L'Europe est menacée d'éclatement, et de voir des zones d'influence américaines, chinoises et russes se développer.

L'Europe en est là car les peuples ont été manipulés. Dans une réelle situation démocratique, le choix offert en 1992 aurait dû être entre plusieurs solutions, par exemple entre :

- L'Union européenne version Maastricht, modèle hybride mi fédéral mi confédéral, fondé sur la concurrence et le libre-échangisme 

- Un modèle fédéraliste pur 

- Le maintien d'une totale souveraineté, donc l'absence d'une intégration européenne, 

- Une confédération (une Europe des Etats)  avec des coopérations à la carte, mais où la prise de décision est limitée par la règle de l'unanimité

- Un modèle  fédéral coopératif décentralisé (rapport Herman de 1994)  basé sur le respect des souverainetés nationales, la coopération et la solidarité 

Au lieu de cela, il a été proposé un referendum pour ou contre Maastricht, puis pour ou contre le TCE.... C'est une manipulation et un déni de démocratie.  
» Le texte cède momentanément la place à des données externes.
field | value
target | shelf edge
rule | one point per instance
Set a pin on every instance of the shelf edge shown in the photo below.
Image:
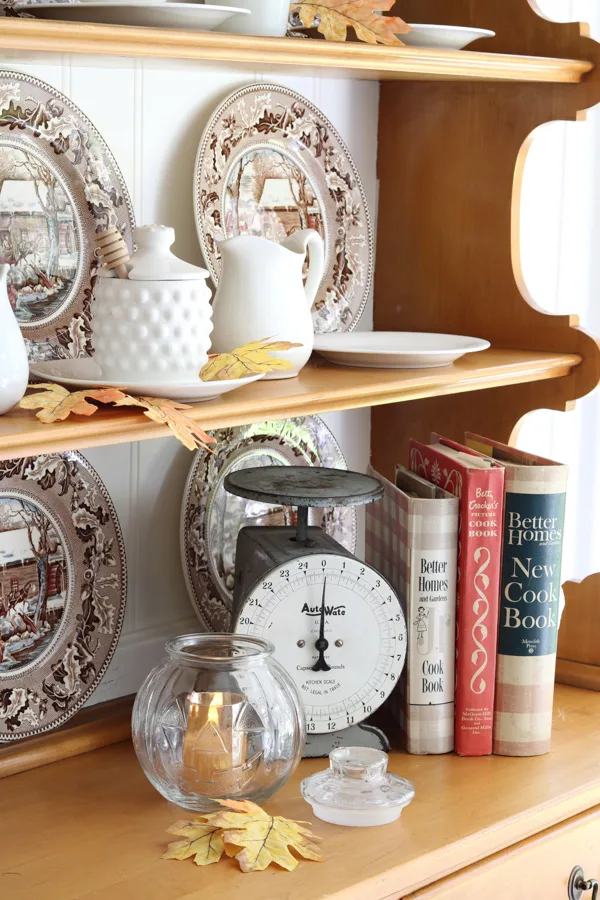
(366, 61)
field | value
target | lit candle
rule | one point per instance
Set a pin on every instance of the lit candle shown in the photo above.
(214, 750)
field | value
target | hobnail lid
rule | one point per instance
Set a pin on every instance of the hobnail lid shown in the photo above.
(153, 260)
(357, 789)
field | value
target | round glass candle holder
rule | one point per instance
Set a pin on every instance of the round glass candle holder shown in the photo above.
(357, 789)
(218, 719)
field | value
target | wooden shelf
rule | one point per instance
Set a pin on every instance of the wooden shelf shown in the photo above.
(93, 727)
(99, 826)
(319, 388)
(359, 60)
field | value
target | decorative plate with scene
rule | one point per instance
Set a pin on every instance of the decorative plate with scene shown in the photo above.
(211, 518)
(59, 185)
(269, 164)
(62, 590)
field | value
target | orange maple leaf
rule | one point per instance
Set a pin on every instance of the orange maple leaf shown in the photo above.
(336, 16)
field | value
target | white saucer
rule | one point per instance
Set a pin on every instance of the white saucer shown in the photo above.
(395, 349)
(85, 373)
(185, 16)
(443, 37)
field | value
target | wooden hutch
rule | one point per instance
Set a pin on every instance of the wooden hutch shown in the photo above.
(454, 132)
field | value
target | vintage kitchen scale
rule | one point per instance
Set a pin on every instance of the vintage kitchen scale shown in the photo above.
(336, 623)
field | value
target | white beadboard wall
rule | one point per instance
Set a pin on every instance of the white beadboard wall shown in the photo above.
(152, 115)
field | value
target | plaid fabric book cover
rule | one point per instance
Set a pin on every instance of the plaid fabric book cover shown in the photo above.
(535, 495)
(412, 537)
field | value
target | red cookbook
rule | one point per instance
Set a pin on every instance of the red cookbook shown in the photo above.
(479, 483)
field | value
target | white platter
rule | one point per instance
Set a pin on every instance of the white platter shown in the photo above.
(85, 373)
(396, 349)
(184, 16)
(443, 37)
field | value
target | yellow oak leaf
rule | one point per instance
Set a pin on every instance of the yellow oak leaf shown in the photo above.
(169, 413)
(202, 841)
(251, 359)
(257, 839)
(336, 16)
(57, 403)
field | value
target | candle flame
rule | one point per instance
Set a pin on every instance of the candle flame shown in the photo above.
(213, 710)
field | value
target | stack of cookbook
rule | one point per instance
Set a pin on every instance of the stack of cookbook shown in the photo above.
(471, 538)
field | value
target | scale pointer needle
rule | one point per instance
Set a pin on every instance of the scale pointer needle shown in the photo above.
(322, 643)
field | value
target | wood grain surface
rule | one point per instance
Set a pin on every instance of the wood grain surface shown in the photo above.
(92, 827)
(285, 54)
(448, 251)
(93, 727)
(539, 867)
(319, 388)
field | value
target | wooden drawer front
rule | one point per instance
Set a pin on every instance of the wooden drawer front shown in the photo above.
(537, 868)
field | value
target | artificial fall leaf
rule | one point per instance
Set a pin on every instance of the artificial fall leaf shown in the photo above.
(251, 359)
(168, 412)
(336, 16)
(257, 839)
(56, 404)
(202, 841)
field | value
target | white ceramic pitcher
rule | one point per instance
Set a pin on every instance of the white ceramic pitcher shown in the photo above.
(261, 294)
(14, 368)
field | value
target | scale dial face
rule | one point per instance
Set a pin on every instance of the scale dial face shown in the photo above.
(338, 629)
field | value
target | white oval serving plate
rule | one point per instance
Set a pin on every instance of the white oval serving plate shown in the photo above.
(85, 373)
(395, 349)
(443, 37)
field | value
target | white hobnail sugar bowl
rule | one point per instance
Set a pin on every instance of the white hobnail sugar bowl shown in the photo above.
(156, 323)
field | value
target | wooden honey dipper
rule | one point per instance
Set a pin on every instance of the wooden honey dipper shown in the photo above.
(112, 251)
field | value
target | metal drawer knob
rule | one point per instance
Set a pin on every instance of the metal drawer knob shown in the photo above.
(578, 885)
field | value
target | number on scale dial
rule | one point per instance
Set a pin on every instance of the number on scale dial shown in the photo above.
(338, 629)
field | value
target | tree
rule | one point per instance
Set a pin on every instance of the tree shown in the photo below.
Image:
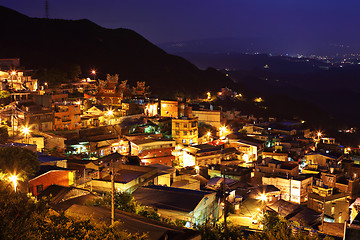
(4, 94)
(23, 218)
(4, 135)
(20, 161)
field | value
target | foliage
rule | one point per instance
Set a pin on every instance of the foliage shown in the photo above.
(205, 128)
(4, 135)
(4, 94)
(24, 218)
(165, 128)
(20, 161)
(125, 202)
(215, 231)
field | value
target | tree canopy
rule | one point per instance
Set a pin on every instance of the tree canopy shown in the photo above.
(24, 218)
(20, 161)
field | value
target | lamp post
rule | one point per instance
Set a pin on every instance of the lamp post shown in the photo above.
(26, 131)
(14, 179)
(93, 72)
(110, 114)
(13, 73)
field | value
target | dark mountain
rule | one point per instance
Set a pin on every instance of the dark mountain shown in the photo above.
(48, 43)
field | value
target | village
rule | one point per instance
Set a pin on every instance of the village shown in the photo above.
(187, 159)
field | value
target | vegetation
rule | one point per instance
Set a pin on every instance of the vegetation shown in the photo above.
(19, 161)
(24, 218)
(126, 202)
(4, 135)
(274, 227)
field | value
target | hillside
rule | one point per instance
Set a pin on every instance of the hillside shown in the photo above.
(46, 43)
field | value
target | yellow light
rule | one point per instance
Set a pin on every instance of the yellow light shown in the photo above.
(110, 112)
(25, 130)
(14, 179)
(263, 197)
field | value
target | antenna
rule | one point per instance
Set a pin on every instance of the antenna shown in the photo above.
(46, 9)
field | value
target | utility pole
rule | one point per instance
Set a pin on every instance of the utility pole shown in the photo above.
(112, 193)
(323, 214)
(224, 202)
(46, 9)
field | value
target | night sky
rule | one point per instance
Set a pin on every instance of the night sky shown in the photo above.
(291, 21)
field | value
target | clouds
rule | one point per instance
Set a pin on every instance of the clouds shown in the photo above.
(171, 20)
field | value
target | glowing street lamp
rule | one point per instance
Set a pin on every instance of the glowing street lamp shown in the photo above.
(110, 114)
(93, 72)
(26, 131)
(223, 130)
(14, 179)
(319, 134)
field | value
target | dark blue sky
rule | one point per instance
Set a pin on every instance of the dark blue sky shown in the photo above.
(302, 21)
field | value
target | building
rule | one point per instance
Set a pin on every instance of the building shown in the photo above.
(251, 148)
(185, 130)
(152, 151)
(34, 116)
(335, 206)
(209, 117)
(201, 155)
(272, 166)
(67, 116)
(193, 207)
(293, 189)
(127, 178)
(17, 81)
(169, 108)
(50, 175)
(317, 159)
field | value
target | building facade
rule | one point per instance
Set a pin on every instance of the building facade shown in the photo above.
(185, 130)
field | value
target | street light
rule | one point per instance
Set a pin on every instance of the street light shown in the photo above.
(26, 131)
(110, 114)
(93, 72)
(223, 131)
(14, 179)
(13, 73)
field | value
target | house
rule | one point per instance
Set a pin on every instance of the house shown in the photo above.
(39, 118)
(169, 108)
(67, 116)
(194, 207)
(317, 159)
(251, 148)
(285, 209)
(231, 171)
(210, 117)
(293, 189)
(334, 206)
(127, 178)
(272, 166)
(336, 179)
(50, 175)
(185, 130)
(201, 155)
(265, 193)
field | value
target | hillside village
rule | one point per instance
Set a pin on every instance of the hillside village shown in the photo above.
(190, 160)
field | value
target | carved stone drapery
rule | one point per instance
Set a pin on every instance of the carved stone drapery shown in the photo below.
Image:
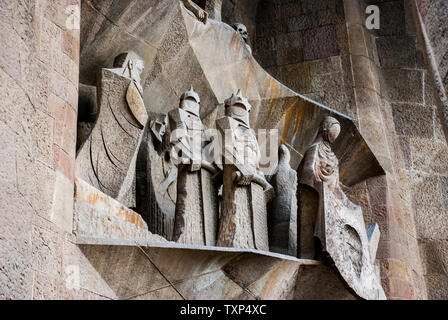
(283, 216)
(243, 220)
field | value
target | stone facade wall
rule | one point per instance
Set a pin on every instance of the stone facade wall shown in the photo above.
(318, 48)
(39, 93)
(304, 45)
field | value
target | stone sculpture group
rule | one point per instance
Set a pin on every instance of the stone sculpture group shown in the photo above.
(201, 189)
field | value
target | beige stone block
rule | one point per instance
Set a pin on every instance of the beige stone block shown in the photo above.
(212, 286)
(367, 101)
(168, 293)
(16, 111)
(62, 210)
(353, 12)
(35, 181)
(15, 244)
(123, 272)
(362, 72)
(373, 133)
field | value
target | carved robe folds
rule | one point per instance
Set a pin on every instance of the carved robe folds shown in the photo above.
(327, 214)
(196, 215)
(107, 158)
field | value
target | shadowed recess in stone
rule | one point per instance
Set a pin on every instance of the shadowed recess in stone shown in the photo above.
(180, 51)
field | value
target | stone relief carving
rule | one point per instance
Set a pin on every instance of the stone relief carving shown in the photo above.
(242, 30)
(329, 222)
(196, 206)
(107, 159)
(199, 12)
(283, 215)
(243, 219)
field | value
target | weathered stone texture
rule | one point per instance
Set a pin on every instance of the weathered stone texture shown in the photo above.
(34, 66)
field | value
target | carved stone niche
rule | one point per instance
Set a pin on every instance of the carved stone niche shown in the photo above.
(331, 227)
(107, 159)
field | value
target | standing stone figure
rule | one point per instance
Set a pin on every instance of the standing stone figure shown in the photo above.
(155, 179)
(205, 9)
(107, 158)
(283, 216)
(329, 222)
(243, 220)
(196, 215)
(242, 30)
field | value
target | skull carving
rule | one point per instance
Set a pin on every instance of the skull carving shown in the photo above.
(242, 30)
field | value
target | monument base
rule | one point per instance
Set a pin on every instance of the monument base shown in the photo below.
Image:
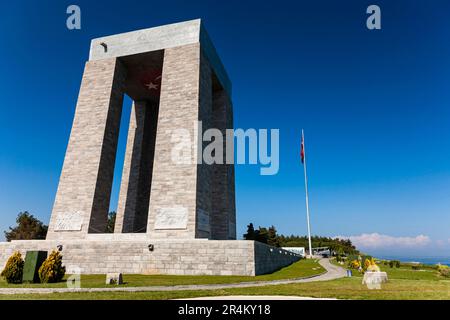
(139, 254)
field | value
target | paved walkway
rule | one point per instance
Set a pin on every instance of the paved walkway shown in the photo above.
(333, 272)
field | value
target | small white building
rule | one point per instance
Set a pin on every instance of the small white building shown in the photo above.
(297, 250)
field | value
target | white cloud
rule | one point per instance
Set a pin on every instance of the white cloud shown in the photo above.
(378, 241)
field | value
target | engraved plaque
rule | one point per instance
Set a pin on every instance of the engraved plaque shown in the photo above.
(171, 218)
(203, 220)
(69, 221)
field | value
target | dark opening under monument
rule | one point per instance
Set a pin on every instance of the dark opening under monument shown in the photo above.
(171, 218)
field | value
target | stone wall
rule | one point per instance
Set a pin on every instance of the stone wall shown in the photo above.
(129, 254)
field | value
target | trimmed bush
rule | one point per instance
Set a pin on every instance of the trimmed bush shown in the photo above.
(52, 269)
(444, 271)
(13, 271)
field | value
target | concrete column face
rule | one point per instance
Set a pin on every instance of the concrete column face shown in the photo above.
(82, 199)
(223, 218)
(173, 197)
(132, 211)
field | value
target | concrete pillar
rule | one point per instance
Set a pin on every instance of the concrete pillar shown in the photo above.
(132, 211)
(186, 97)
(223, 217)
(84, 190)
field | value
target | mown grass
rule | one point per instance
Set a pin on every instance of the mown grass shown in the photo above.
(404, 272)
(300, 269)
(345, 288)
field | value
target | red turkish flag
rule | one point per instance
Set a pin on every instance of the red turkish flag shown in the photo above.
(151, 80)
(302, 150)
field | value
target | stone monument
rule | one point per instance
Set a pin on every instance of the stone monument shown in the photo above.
(171, 218)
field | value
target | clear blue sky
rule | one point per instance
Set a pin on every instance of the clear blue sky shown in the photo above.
(375, 106)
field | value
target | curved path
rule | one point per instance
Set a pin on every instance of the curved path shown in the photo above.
(333, 272)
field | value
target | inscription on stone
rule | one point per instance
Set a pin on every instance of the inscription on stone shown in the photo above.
(203, 220)
(171, 218)
(69, 221)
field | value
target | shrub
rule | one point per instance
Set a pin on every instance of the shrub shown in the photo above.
(444, 271)
(14, 269)
(354, 264)
(52, 269)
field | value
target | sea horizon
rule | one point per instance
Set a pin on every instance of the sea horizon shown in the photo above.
(430, 260)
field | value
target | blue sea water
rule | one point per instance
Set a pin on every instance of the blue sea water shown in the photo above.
(424, 260)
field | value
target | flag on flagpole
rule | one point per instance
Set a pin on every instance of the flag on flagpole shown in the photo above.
(302, 151)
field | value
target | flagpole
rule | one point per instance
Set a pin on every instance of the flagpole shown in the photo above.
(306, 193)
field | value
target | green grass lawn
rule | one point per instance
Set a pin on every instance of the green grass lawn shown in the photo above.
(404, 283)
(345, 288)
(404, 272)
(300, 269)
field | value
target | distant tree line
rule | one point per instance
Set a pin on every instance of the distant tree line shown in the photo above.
(271, 237)
(30, 228)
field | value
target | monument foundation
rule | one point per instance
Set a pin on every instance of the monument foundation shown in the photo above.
(172, 218)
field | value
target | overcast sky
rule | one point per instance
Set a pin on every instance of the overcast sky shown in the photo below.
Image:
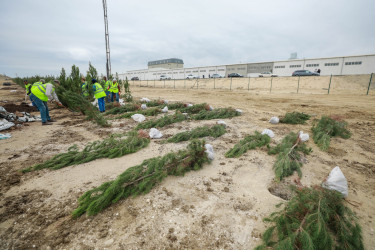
(41, 37)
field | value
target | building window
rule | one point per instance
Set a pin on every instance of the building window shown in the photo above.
(353, 63)
(331, 64)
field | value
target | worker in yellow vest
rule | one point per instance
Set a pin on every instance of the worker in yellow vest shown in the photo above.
(84, 87)
(41, 92)
(99, 94)
(28, 92)
(114, 89)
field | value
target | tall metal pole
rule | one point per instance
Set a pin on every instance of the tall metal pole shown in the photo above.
(108, 56)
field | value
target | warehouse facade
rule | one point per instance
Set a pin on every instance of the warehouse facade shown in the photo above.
(346, 65)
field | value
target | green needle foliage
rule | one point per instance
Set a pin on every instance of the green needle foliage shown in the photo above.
(147, 112)
(78, 103)
(250, 142)
(142, 178)
(326, 128)
(216, 114)
(295, 118)
(112, 147)
(315, 219)
(129, 107)
(214, 131)
(289, 158)
(163, 121)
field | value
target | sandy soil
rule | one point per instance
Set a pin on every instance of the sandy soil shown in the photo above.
(218, 207)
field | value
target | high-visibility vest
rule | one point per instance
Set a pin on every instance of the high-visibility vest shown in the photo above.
(84, 89)
(114, 87)
(28, 86)
(108, 84)
(99, 91)
(39, 90)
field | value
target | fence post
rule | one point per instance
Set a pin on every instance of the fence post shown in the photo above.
(368, 89)
(298, 84)
(271, 85)
(329, 86)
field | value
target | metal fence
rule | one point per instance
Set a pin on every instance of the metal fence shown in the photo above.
(334, 84)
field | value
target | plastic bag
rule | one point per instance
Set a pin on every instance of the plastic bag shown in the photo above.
(155, 134)
(222, 123)
(303, 137)
(138, 117)
(337, 181)
(268, 132)
(165, 109)
(274, 120)
(209, 151)
(144, 99)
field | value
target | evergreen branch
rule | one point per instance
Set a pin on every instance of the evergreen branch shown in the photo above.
(315, 218)
(112, 147)
(142, 178)
(248, 143)
(326, 128)
(214, 131)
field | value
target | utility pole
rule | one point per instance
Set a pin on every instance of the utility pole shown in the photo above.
(108, 65)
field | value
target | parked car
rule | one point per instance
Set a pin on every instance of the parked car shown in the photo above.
(165, 77)
(191, 76)
(267, 74)
(304, 73)
(234, 75)
(216, 76)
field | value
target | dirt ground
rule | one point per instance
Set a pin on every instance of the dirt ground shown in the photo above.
(218, 207)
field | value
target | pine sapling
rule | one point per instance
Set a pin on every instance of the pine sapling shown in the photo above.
(250, 142)
(295, 118)
(199, 132)
(289, 157)
(142, 178)
(315, 218)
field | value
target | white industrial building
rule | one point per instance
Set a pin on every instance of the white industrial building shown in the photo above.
(345, 65)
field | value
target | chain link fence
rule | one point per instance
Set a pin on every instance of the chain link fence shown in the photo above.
(334, 84)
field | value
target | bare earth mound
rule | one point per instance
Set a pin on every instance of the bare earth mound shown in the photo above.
(218, 207)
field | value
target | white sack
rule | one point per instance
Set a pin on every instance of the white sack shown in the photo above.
(144, 99)
(268, 132)
(209, 151)
(222, 123)
(274, 120)
(155, 134)
(303, 137)
(165, 109)
(4, 124)
(337, 181)
(138, 117)
(5, 136)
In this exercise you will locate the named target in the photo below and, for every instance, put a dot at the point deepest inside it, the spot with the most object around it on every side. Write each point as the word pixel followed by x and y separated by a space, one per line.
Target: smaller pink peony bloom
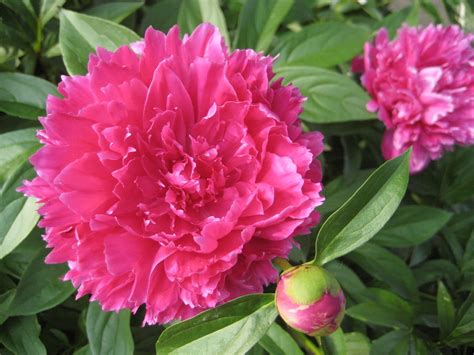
pixel 310 300
pixel 422 85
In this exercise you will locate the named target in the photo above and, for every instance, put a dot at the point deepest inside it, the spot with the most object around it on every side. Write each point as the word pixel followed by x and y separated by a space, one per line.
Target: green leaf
pixel 18 214
pixel 24 95
pixel 116 12
pixel 25 12
pixel 332 97
pixel 348 279
pixel 340 189
pixel 357 343
pixel 385 309
pixel 231 328
pixel 42 281
pixel 258 22
pixel 365 213
pixel 323 44
pixel 381 263
pixel 393 343
pixel 15 148
pixel 20 335
pixel 335 343
pixel 108 332
pixel 459 175
pixel 85 350
pixel 463 332
pixel 80 35
pixel 278 342
pixel 49 9
pixel 446 310
pixel 412 225
pixel 162 16
pixel 194 12
pixel 6 299
pixel 17 220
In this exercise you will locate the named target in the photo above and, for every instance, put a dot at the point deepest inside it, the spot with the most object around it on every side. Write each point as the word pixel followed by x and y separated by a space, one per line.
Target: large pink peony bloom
pixel 422 85
pixel 173 173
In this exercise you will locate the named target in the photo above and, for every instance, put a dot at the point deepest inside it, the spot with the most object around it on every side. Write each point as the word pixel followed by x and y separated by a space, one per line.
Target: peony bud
pixel 310 300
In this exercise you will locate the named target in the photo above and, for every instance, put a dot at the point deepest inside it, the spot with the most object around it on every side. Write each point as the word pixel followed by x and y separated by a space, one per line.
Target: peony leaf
pixel 332 97
pixel 394 342
pixel 228 329
pixel 80 35
pixel 15 148
pixel 162 16
pixel 365 213
pixel 192 13
pixel 20 335
pixel 323 44
pixel 258 22
pixel 408 15
pixel 108 332
pixel 278 342
pixel 17 220
pixel 385 308
pixel 357 343
pixel 24 95
pixel 49 9
pixel 412 225
pixel 116 12
pixel 463 332
pixel 380 263
pixel 43 281
pixel 446 310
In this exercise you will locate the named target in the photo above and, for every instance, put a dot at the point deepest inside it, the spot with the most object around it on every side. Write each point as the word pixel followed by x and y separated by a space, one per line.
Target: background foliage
pixel 409 289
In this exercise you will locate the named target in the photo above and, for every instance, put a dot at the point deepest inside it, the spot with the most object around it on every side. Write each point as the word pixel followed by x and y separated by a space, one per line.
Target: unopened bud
pixel 310 300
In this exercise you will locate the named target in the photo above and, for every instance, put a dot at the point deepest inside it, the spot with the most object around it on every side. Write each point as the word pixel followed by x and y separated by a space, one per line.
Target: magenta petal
pixel 173 172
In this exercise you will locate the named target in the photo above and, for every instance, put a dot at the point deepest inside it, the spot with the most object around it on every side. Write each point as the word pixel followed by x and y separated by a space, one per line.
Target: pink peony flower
pixel 422 85
pixel 173 173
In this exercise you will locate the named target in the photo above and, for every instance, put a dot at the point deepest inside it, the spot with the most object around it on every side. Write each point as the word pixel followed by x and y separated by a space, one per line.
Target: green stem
pixel 306 343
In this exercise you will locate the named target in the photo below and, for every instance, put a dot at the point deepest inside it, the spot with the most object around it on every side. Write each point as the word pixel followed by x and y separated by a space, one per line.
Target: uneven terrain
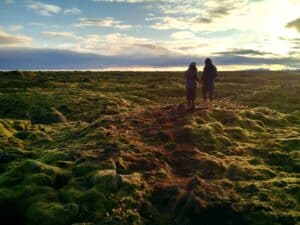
pixel 120 148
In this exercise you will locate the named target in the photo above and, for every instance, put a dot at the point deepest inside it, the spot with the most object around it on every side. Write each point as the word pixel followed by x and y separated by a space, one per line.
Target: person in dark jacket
pixel 208 78
pixel 191 78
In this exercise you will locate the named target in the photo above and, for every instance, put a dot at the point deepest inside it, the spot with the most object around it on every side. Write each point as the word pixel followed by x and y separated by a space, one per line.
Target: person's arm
pixel 216 74
pixel 196 78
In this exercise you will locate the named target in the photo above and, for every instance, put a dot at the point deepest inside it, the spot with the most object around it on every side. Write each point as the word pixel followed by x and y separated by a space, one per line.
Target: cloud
pixel 9 1
pixel 106 22
pixel 245 52
pixel 294 24
pixel 64 35
pixel 124 1
pixel 11 39
pixel 43 9
pixel 120 44
pixel 11 59
pixel 182 35
pixel 72 11
pixel 15 27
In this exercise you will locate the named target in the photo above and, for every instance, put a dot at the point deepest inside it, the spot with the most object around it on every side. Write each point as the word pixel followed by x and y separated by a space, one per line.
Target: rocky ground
pixel 120 148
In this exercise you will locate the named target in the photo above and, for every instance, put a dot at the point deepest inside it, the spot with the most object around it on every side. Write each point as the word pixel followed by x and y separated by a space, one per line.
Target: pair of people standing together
pixel 208 77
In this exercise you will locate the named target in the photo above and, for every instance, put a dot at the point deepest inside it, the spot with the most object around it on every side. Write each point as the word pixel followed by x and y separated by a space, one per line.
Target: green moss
pixel 237 133
pixel 107 180
pixel 51 213
pixel 92 205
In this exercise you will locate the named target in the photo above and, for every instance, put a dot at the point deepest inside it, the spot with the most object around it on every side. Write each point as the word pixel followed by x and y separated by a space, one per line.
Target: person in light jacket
pixel 191 79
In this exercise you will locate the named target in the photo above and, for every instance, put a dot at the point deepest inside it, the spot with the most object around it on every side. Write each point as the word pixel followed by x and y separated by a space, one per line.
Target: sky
pixel 149 34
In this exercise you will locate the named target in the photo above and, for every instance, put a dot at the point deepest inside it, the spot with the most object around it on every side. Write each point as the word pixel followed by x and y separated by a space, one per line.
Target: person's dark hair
pixel 192 66
pixel 208 62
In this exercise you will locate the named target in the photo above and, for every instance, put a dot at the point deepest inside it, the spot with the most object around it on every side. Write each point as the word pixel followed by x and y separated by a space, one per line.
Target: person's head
pixel 192 66
pixel 208 62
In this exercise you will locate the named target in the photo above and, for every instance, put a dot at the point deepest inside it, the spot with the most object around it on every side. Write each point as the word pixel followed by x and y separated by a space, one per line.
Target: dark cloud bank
pixel 47 59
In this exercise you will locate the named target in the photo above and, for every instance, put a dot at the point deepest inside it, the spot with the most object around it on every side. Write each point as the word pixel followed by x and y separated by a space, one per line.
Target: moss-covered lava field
pixel 119 148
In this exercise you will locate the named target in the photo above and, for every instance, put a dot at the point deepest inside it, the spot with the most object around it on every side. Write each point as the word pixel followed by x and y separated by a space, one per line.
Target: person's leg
pixel 188 97
pixel 204 94
pixel 211 96
pixel 193 97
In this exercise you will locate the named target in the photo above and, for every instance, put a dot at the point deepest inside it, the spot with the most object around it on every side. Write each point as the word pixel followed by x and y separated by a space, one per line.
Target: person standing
pixel 191 78
pixel 208 79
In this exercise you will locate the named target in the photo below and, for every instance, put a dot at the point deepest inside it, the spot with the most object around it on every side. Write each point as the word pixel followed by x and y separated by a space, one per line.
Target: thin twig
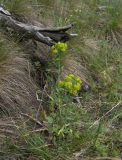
pixel 33 119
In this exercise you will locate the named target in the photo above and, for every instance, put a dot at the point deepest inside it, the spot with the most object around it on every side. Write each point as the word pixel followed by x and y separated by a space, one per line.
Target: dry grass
pixel 17 91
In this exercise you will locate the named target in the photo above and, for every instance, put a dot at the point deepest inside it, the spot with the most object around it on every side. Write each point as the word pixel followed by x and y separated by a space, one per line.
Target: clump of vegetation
pixel 87 124
pixel 71 83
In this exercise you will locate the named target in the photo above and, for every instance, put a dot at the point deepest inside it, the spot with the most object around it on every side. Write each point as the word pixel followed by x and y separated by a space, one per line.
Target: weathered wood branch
pixel 47 35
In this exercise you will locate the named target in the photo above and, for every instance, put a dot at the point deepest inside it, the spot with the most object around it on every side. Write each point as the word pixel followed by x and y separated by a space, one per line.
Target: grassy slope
pixel 99 47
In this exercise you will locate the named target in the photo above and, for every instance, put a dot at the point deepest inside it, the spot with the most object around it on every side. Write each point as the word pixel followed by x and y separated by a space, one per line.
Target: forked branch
pixel 47 35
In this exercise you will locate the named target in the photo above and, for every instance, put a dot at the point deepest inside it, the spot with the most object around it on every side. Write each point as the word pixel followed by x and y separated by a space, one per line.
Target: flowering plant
pixel 71 83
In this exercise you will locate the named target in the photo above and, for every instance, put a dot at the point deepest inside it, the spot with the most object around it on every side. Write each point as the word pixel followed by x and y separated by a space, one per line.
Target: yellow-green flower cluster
pixel 59 47
pixel 71 83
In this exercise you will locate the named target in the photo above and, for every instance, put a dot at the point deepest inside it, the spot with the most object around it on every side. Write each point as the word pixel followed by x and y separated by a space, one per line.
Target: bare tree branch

Ensuite, si l'on exclut le modèle fédéraliste pur, peu réaliste, ainsi que l'Europe de Maastricht, et si l'on considère que l'absence d'Europe n'est pas adaptée ou viable face aux tendances impérialistes des Etats-Unis, de la Russie, de la Chine (qui a déjà infiltré 17 pays d'Europe centrale et orientale !) et de la Turquie, il devient urgent de repenser radicalement la construction européenne  pour la reconstruire sur des bases saines et solides, en accord avec l'identité européenne. Et ce de façon d'autant plus urgente avec la nouvelle nouvelle donne de la pandémie de Covid 19. Cette crise a mis en lumière de graves dysfonctionnements dont le démantèlement des services publics (la santé en particulier) ou la désindustrialisation des Etats qui n'ont plus la capacité de fabriquer des choses aussi élémentaires que des masques, ni d'être autonomes en matière de médicaments. Ceci est une conséquence des transformations économiques que nous subissons depuis Maastricht avec le néo-libéralisme, le libre-échangisme et la domination des marchés financiers qui ont pris le pouvoir sur les Etats. L'absence de solidarité entre pays européens a également été flagrante lors de la crise de la Covid 19 (le Traité Spinelli incitait au contraire à la coopération et à la  coordination de l’assistance réciproque en cas d'épidémies et de catastrophes), pour les masques, l'assistance médicale ou la recherche avec l'échec de Discovery.  Mais l'Europe a-t-elle vocation à protéger la santé des européens ? L'Europe ne dispose que d'une compétence d'appui pour appuyer, coordonner ou compléter l'action des Etats membres. Pire, on peut citer les dysfonctionnements majeurs de la Commission européenne lors de la crise de l'encéphalite spongiforme, les décisions de la Commission européenne pour autoriser la culture d'OGM au sein de l'Union européenne ainsi que l'importation des OGM, ou encore la proposition de la Commission européenne pour l'autorisation du glyphosate jusqu'en 2027 ! 

Avant toute chose, il s'agit de comprendre l’identité de l'Europe en s'appuyant sur sa structure anthropologique, spécifique et unique au monde, composée d’une mosaïque de quatre types familiaux exogames (famille nucléaire égalitaire, famille nucléaire absolue, famille souche, famille communautaire exogame). L'Europe est fondée sur une structure anthropologique polycentrique, et toute la difficulté (mais c'est aussi toute la richesse de l'Europe) consiste à respecter chacune de ses composantes et à les intégrer.

La connaissance de cette structure  anthropologique est fondamentale, et on peut la mettre en lien avec les mutations dans l'histoire de la civilisation européenne et le processus d'individuation. L'Europe a connu dans son histoire plusieurs mutations. Ces périodes de mutation s'inscrivent sur une longue durée et débouchent sur un changement de paradigme. Il est donc important de bien comprendre les mutations précédentes qui ont traversé l'histoire de l'Europe, pour accompagner au mieux la période actuelle. La vision jungienne avec le processus d'individuation servira de fil conducteur pour la construction d'un nouveau modèle politique et démocratique destiné à humaniser nos sociétés.